Now...GO OUT THERE AND FIGHT LIKE A GIRL!!! YOU CAN DO THIS!!!
Keep us posted. ((HUGS))
Becky

Kar1
Posts: 4
Joined: Sep 2010

I'm sorry that you have to go through this. The best way to handle it is day by day. Every time I thought I had it figured out something would change. I finally learned to take it day by day. Prayer helps with the crying spells and everything else.

I was diagnosed with stage 2B cervical cancer in March 2010 and finished treatment the end of June.I didn't have a hysterectomy, but did have chemo and radiation. Another woman had chemo on the same schedule as me for awhile. She had been diagnosed in January 2010 with stage 4. Both of us were told by our doctor that it should be curable. I have my followup petscan in a couple weeks, but so far from pelvic exams cancer seems to be gone.

Only you can decide whether you trust your doctor. In my case I was told that there were only 3 gynecology oncologists in my location. The one I was referred to was highly recommended and incredibly busy. I met him a few days after my petscan. You won't get results from your petscan until you see your doctor. There are so many people involved in treatment for cervical cancer that it is unlikely that your doctor would get the diagnosis or treatment wrong. The radiologist, nurses and therapist are the ones that I saw the most. Also you may learn that other women around you have gone through treatment and have seen the same doctor. Your doctor should tell you what stage your cancer is at and explain what that means. You should also get an overview of what kind of treatment is planned. Make sure you know the requirements of your insurance. If you need to stay in network, tell your doctor.

Don't get too stressed about a nutrition plan at this point. It took about a month between the time I was diagnosed and when I began treatment. You probably won't change your health greatly during that amount of time. Once you begin treatment the doctors are satisfied as long as you are eating something. Pelvic radiation is hard on the digestive tract, so a low fiber diet without fresh fruit and vegetables is actually better tolerated during treatment.

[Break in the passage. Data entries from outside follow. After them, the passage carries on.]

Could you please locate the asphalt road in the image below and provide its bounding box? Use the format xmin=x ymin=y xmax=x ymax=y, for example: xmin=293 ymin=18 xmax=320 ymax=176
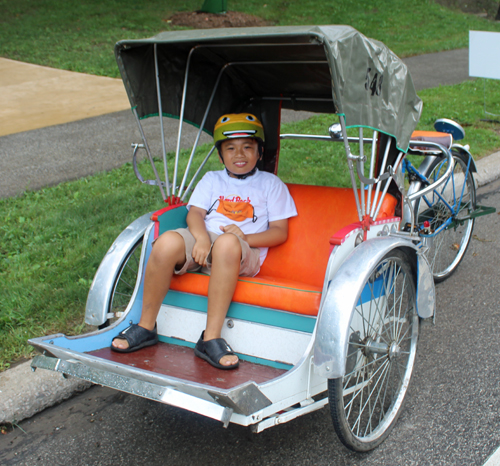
xmin=0 ymin=49 xmax=469 ymax=198
xmin=0 ymin=180 xmax=500 ymax=466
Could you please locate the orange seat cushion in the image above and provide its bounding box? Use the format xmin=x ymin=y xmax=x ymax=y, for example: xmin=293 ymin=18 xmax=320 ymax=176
xmin=171 ymin=184 xmax=396 ymax=315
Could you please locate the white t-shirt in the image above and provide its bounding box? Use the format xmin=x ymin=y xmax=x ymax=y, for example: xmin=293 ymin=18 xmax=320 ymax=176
xmin=187 ymin=169 xmax=297 ymax=265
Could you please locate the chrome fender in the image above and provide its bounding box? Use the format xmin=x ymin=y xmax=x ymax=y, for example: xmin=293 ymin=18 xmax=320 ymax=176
xmin=85 ymin=212 xmax=152 ymax=325
xmin=313 ymin=236 xmax=435 ymax=379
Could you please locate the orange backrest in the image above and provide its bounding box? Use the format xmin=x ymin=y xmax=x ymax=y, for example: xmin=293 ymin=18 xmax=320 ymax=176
xmin=258 ymin=184 xmax=395 ymax=287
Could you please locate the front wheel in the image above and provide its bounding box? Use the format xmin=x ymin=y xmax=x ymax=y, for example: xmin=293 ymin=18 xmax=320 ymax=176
xmin=415 ymin=154 xmax=476 ymax=283
xmin=328 ymin=250 xmax=419 ymax=452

Some people tolerate treatment better than others. You have to remind yourself that what you are going through is temporary. I found myself at the age of 42 wearing depends during the weeks I had treatment. 7-10 days after finishing treatment, I was doing well enough that I didn't need them anymore.

If you feel well during treatment, you could probably do short trips on weekends. Radiation is usually every day M-F. I had external beam radiation for 5 weeks concurrent with once a week chemo. Chemo is a long day. The cisplatin treatment I received is one of the longest chemo treatments they do. It's given by IV, they do a couple hours of hydration before and after in an effort to protect your kidneys. After the 5 weeks I had a one week break before starting internal radiation. I had two treatments a week for a total of 5 treatments. I also had 5 external boost radiation treatments on days I didn't have internal.

The people around me seemed to all have some experience with people who have had cancer or had it themselves. Let people around you know what is going on. You may get a mix of reactions at first. Remember they are just hearing this for the first time and are caught off guard similar to the way you are. Some people know how to be supportive better than others depending on their own experiences. You should find enough people around you to help you through. My coworkers were awesome, they voluntarily took over mowing my lawn and weeding my garden. During the toughest part of the treatment I stayed with my retired parents. My sister has been living with me and watched the house. You should have a plan in place to manage the parts of your life you may be too tired to handle. That's the part of preparation you should focus on now. The doctors will figure out the medical side of things.

You should feel better once you really know what stage your cancer is at and what the plan of treatment will be. It's the not knowing that really gets to you. If you feel you need to cry, go ahead you're allowed. Just remember although this process is not easy, it is temporary and doable. I find having gone through this that I'm mentally and emotionally stronger. I am also aware of what great support I have around me.